Welcome, everyone! In the next few minutes, we’ll review the latest HR news. Let’s get started.
On September 4, the U.S. Department of Labor’s Wage and Hour Division published its Spring 2025 unified agenda. The agenda offers a glimpse into what the agency is working on in terms of employment-related regulations. As expected, the agency plans to rework some regulations and get rid of others. For example, employers can anticipate hearing something soon about the independent contractor rule, as well as a proposed rule on joint employers.
However, the rule about the federal salary threshold for the white-collar exemption under the Fair Labor Standards Act was moved to long-term actions. This means it’s under development, but the agency doesn’t expect to have any regulatory action for at least a year. In the meantime, the agency is applying the salary threshold set in its 2019 rule.
In other news, the Federal Trade Commission took steps on September 5 to dismiss appeals in two federal circuit courts and allow a rule banning noncompete agreements to die. If this hadn't happened, employers would have needed to notify current and former workers (except senior executives) bound by existing noncomplete agreements that their agreements wouldn't be enforced.

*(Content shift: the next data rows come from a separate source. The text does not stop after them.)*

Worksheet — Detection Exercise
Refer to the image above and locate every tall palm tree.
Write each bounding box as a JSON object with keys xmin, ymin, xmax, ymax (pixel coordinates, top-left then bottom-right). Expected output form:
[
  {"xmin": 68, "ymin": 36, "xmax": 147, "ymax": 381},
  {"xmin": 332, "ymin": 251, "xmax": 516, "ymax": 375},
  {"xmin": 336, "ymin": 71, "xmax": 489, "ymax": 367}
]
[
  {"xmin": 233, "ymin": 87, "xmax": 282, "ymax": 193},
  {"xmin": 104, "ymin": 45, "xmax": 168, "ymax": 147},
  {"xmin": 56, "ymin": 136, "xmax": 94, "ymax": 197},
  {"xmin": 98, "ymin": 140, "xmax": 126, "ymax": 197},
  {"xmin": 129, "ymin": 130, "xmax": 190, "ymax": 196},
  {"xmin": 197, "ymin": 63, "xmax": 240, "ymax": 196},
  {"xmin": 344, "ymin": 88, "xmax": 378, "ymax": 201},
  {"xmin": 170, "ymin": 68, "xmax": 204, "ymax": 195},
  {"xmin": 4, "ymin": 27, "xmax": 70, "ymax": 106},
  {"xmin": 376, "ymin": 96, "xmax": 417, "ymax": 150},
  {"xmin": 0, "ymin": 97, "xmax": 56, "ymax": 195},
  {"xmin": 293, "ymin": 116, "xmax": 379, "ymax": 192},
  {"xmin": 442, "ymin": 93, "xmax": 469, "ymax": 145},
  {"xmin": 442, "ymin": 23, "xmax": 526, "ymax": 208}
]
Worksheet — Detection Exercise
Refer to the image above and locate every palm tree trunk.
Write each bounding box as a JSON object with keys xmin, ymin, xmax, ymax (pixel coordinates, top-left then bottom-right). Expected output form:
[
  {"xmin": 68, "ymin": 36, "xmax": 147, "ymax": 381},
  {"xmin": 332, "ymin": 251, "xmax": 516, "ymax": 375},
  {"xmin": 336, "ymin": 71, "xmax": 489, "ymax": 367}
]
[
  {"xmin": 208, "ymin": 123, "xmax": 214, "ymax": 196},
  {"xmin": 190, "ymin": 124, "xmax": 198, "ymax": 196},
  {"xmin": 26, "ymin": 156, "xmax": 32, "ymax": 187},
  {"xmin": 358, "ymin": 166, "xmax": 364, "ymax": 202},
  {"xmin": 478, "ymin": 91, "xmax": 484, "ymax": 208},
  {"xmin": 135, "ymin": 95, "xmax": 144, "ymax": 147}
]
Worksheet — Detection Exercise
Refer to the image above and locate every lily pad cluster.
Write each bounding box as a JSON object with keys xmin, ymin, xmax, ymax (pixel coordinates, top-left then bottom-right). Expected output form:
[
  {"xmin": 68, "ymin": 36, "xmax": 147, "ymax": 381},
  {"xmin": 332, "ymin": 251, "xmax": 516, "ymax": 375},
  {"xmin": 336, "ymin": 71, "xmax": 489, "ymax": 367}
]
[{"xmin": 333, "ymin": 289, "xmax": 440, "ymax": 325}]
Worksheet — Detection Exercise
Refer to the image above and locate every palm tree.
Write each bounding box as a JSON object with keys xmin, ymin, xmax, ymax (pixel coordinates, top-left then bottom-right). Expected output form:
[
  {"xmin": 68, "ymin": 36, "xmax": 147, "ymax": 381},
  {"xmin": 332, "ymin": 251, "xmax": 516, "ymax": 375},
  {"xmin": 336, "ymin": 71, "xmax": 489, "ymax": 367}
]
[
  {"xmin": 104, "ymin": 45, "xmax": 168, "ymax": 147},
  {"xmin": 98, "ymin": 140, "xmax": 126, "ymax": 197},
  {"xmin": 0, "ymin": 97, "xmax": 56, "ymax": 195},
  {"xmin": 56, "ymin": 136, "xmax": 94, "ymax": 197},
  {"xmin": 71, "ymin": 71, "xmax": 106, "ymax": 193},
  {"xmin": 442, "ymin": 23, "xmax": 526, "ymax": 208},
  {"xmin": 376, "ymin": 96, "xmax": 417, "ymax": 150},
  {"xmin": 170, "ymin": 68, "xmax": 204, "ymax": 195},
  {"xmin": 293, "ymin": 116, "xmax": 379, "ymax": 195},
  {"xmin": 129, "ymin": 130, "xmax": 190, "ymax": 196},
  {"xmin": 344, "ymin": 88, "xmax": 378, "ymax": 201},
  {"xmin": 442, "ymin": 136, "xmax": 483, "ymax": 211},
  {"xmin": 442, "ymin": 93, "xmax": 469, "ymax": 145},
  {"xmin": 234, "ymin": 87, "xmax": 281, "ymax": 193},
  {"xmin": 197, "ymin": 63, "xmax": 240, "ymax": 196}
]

While the FTC rule was vacated at the federal level, employers must still comply with state laws on noncompete agreements. These laws vary. Some states prohibit noncompete agreements altogether. Others restrict them to higher-paid workers.
And finally, on September 9, bipartisan legislation was introduced in Congress to expand leave eligibility under the Family and Medical Leave Act specifically for educational support staff. Because their work schedules are limited to the school year, many educational support staff members don’t qualify for FMLA leave because they don’t meet the 1,250-hour threshold needed to qualify for FMLA leave. This keeps them from being able to take FMLA leave for themselves or to care for a family member.
While this measure is only in the beginning stages of the legislative process and might not pass, employers should be aware that Congress still has leave law changes on its radar.
That’s all the HR news we have time for today. Thanks for watching. See you next month!